J Athl Train. 2013 Mar-Apr;48(2):153-60. doi: 10.4085/1062-6050-48.1.07. Epub 2013 Feb 20.
Dehydration and performance on clinical concussion measures in collegiate wrestlers.
Matthew A. Gfeller Sport-Related Traumatic Brain Injury Research Center, Department of Exercise and Sport Science;
Context: The effects of dehydration induced by wrestling-related weight-cutting tactics on clinical concussion outcomes, such as neurocognitive function, balance performance, and symptoms, have not been adequately studied. Objective: To evaluate the effects of dehydration on the outcome of clinical concussion measures in National Collegiate Athletic Association Division I collegiate wrestlers. Design: Repeated-measures design. Setting: Clinical research laboratory.

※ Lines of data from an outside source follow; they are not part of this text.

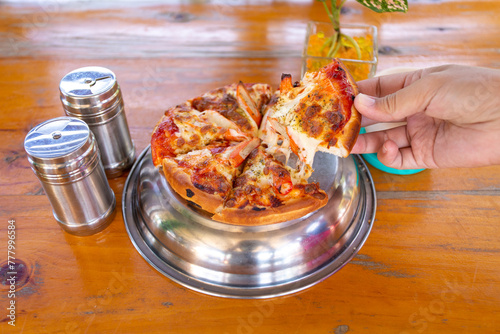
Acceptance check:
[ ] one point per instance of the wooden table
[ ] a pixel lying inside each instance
(430, 265)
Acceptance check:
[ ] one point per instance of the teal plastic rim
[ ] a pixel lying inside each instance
(372, 159)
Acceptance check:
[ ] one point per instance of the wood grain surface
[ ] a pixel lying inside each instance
(430, 265)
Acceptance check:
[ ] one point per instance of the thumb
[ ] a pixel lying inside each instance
(396, 106)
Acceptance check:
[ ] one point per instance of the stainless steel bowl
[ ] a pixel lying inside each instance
(183, 243)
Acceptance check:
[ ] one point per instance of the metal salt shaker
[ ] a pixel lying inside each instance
(64, 155)
(93, 95)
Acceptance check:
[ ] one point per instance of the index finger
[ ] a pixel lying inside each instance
(387, 84)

Patients or Other Participants: Thirty-two Division I healthy collegiate male wrestlers (age = 20.0 ± 1.4 years; height = 175.0 ± 7.5 cm; baseline mass = 79.2 ± 12.6 kg). Intervention(s): Participants completed preseason concussion baseline testing in early September. Weight and urine samples were also collected at this time. All participants reported to prewrestling practice and postwrestling practice for the same test battery and protocol in mid-October. They had begun practicing weight-cutting tactics a day before prepractice and postpractice testing. Differences between these measures permitted us to evaluate how dehydration and weight-cutting tactics affected concussion measures. Main Outcome Measures: Sport Concussion Assessment Tool 2 (SCAT2), Balance Error Scoring System, Graded Symptom Checklist, and Simple Reaction Time scores. The Simple Reaction Time was measured using the Automated Neuropsychological Assessment Metrics. Results: The SCAT2 measurements were lower at prepractice (P = .002) and postpractice (P < .001) when compared with baseline. The BESS error scores were higher at postpractice when compared with baseline (P = .015). The GSC severity scores were higher at prepractice (P = .011) and postpractice (P < .001) than at baseline and at postpractice when than at prepractice (P = .003). The number of Graded Symptom Checklist symptoms reported was also higher at prepractice (P = .036) and postpractice (P < .001) when compared with baseline, and at postpractice when compared with prepractice (P = .003). Conclusions: Our results suggest that it is important for wrestlers to be evaluated in a euhydrated state to ensure that dehydration is not influencing the outcome of the clinical measures.